Welcome to WebmasterWorld Guest from 54.158.24.235

Forum Moderators: Ocean10000 & incrediBILL

Message Too Old, No Replies

MSN's many cloaked bots. Again.

     
11:44 pm on Aug 5, 2010 (gmt 0)

WebmasterWorld Senior Member 5+ Year Member



Previously... [webmasterworld.com]

Currently, straight out of my logs...

65.52.33.73 - - [05/Aug/2010:15:45:09 -0700] "GET /dir/filename.html HTTP/1.1" 403 1468 "-" "-"

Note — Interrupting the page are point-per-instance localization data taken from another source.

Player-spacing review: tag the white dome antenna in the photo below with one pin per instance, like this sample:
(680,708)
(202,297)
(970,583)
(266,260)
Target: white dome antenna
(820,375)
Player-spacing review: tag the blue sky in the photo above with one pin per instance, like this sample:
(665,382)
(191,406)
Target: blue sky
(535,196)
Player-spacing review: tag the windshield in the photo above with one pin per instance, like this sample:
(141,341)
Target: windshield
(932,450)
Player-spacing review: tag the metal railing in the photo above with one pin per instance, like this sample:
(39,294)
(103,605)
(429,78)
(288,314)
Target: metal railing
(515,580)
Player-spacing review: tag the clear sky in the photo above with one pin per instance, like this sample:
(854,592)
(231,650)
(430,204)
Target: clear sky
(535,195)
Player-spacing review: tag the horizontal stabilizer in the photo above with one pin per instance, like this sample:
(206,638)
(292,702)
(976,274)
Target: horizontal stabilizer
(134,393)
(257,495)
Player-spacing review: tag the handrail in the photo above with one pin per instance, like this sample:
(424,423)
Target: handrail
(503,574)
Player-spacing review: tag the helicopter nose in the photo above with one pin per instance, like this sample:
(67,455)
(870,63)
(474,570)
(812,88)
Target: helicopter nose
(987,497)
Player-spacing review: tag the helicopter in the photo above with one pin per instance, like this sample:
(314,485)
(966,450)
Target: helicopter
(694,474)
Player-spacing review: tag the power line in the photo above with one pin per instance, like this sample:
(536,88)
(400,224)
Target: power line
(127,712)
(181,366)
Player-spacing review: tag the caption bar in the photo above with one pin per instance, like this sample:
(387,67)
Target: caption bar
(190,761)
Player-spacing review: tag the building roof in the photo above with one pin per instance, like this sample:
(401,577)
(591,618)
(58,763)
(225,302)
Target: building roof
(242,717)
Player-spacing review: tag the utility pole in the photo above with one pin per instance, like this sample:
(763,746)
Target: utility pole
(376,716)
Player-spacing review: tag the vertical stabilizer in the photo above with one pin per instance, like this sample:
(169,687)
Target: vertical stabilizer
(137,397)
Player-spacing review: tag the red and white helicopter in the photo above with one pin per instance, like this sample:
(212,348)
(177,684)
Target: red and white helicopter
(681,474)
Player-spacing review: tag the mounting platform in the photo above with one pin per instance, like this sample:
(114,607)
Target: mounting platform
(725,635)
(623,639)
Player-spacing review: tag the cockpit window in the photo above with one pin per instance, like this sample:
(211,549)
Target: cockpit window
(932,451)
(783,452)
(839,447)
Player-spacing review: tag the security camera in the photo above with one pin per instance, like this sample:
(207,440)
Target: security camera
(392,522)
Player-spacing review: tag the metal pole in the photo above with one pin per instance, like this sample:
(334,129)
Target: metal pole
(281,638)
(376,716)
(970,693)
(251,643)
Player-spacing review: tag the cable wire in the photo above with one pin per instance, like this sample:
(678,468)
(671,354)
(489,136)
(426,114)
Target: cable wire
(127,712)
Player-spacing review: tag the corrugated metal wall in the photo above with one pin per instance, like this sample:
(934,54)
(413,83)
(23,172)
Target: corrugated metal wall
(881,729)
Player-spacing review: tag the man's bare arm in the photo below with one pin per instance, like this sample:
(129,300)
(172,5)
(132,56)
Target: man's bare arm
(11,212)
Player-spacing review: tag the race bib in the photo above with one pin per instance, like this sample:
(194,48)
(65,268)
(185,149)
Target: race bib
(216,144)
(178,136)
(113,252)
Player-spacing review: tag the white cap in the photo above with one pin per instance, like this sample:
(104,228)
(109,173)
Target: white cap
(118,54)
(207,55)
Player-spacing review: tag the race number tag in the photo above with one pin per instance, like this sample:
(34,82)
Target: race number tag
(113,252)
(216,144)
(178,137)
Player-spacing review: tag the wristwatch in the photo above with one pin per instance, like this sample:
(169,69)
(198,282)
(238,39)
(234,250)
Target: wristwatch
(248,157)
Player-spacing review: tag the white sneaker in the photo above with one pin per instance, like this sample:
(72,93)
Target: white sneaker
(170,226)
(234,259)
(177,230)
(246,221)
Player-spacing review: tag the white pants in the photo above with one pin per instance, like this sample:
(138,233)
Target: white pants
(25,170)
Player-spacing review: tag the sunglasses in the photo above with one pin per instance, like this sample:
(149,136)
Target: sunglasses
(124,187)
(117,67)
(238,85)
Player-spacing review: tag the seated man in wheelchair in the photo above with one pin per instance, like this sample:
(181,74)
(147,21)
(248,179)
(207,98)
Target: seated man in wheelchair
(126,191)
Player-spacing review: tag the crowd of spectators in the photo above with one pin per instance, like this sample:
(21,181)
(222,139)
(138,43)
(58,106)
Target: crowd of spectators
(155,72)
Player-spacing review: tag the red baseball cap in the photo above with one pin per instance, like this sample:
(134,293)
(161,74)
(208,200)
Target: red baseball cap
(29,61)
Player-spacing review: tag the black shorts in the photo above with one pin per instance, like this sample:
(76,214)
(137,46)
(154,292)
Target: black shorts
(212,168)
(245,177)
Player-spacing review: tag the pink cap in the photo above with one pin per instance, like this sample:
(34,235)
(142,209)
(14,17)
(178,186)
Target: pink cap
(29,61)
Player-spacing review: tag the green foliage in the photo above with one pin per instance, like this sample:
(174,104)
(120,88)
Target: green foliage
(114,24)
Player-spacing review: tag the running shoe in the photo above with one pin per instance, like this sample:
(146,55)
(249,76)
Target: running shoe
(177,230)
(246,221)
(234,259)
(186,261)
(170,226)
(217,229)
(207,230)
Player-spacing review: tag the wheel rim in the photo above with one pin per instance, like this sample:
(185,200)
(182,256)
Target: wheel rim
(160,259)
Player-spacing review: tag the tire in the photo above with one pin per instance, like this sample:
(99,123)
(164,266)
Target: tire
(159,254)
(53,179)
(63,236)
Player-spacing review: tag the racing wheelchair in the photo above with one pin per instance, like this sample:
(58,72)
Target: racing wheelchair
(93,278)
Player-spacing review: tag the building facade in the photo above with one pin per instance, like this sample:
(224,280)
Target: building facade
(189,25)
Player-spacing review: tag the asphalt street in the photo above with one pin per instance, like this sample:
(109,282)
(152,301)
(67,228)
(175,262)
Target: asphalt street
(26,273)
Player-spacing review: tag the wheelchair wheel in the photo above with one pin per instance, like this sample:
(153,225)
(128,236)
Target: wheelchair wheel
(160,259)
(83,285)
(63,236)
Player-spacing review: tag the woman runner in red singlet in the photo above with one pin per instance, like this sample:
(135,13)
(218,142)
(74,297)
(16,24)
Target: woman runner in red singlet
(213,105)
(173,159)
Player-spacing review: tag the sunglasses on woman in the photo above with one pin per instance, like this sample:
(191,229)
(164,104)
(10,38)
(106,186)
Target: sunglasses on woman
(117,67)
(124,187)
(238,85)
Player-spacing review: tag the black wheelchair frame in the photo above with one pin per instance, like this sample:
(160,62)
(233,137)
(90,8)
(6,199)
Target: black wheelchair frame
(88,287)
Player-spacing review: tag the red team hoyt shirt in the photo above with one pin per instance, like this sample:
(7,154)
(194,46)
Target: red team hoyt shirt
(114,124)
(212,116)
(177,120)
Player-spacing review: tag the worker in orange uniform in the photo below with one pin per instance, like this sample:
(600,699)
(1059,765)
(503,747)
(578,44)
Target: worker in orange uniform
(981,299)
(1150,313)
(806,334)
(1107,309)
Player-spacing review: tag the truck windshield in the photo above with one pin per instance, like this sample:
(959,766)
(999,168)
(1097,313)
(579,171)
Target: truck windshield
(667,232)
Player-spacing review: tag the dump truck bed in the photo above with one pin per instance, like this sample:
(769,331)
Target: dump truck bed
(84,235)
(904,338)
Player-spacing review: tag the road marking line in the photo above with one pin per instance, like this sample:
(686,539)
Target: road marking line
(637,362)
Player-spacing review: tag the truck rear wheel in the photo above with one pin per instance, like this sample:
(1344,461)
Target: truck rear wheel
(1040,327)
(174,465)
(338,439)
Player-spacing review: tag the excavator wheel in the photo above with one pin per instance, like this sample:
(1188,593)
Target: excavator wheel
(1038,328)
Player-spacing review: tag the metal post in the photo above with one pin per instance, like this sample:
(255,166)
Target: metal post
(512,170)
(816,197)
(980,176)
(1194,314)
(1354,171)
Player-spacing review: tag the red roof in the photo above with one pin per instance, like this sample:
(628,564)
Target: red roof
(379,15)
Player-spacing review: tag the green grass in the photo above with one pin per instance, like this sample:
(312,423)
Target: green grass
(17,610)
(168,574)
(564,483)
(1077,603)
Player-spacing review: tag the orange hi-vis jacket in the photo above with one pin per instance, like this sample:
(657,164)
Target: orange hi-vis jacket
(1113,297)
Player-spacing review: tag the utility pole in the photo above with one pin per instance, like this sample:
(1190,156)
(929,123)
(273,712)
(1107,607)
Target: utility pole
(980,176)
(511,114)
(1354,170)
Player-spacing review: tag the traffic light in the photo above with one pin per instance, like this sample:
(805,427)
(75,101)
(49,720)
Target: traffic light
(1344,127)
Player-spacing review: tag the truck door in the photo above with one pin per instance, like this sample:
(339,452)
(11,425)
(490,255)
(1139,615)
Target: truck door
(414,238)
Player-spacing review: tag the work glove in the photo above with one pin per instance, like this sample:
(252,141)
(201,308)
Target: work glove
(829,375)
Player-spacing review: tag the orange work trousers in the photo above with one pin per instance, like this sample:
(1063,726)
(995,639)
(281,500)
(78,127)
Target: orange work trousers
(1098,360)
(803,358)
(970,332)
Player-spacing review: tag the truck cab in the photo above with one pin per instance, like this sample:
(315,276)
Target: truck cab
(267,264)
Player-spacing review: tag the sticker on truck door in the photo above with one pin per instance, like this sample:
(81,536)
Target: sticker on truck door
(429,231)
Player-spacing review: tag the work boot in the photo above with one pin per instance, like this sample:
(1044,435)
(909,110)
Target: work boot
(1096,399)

No UA, no robots.txt, no REF, no nothing. Not once. Not twice. Not even three times. Try eleven.

65.52.33.73
-
08/05 15:45:09/dir/filename.html
08/05 15:45:20/dir/filename.html
08/05 15:45:31/dir/filename.html
08/05 15:45:42/dir/filename.html
08/05 15:45:53/dir/filename.html
08/05 15:46:03/dir/filename.html
08/05 15:46:14/dir/filename.html
08/05 15:46:25/dir/filename.html
08/05 15:46:35/dir/filename.html
08/05 15:46:46/dir/filename.html
08/05 15:46:57/dir/filename.html

Same poor file. All hits 403'd because no UA; also because bare MSN IP and not a bona fide MSN bot.
2:48 pm on Aug 6, 2010 (gmt 0)

5+ Year Member



I've got msn from slightly different 65.52 range
has msn UA

and all it does is occasionally hit robots.txt
rarely takes anything else even tho not banned
3:23 pm on Aug 6, 2010 (gmt 0)

WebmasterWorld Senior Member 10+ Year Member



(reported by myself [webmasterworld.com] on Aug 2 in Bing):
What appears to be a human scraper on an MSN-Bot IP; took more than 14 pages in 7 seconds, and thus tripped the site fast scraper block [webmasterworld.com]. This is from the subsequent log:
    IP: 65.52.108.165
    Host lookup: msnbot-65-52-108-165.search.msn.com
    Timing: 2010-08-02 02:09:33 +0100 (2 pages)
    UA: Mozilla/4.0 (compatible; MSIE 6.0; Windows NT 5.1; Crazy Browser 1.0.5)
2:50 pm on Aug 11, 2010 (gmt 0)

WebmasterWorld Senior Member 5+ Year Member



65.52 appears to be a low-key but consistent cloaked source:

65.52.6.206
Mozilla/4.0 (compatible; MSIE 7.0; Windows NT 6.0)
robots.txt? NO

URI: Single dynamic file posted a mere 12 hours prior. No ref. File suffix and dir verboten to all bots generally, and to majors' bots and IPs specifically. Did not follow real-people link in 403.

Mid-March, 2010, from my notes.

65.52.26.149
Mozilla/4.0 (compatible; MSIE 7.0; Windows NT 6.0)
robots.txt? NO

URI: Single html file that would've been okay if UA was msnbot. Link was in a tweet; hit came in a post-Twitter swarm. Did not follow real-people link in 403.
3:01 pm on Aug 11, 2010 (gmt 0)

WebmasterWorld Senior Member 5+ Year Member



Just noted the following 65.52 hit x2 in a post-Twitter swarm yesterday:

65.52.2.10
Mozilla/4.0 (compatible; MSIE 7.0; Windows NT 6.0)
robots.txt? NO

URIs: Again both of these would've been okay for msnbot, but not this UA:

08/10 17:01:23 /
08/10 17:24:57 /dir/filename.html
5:38 pm on Aug 11, 2010 (gmt 0)

WebmasterWorld Senior Member keyplyr is a WebmasterWorld Top Contributor of All Time 10+ Year Member Top Contributors Of The Month



For several years 65.52 has scraped image files using no UA. I've blocked it without any negative affect.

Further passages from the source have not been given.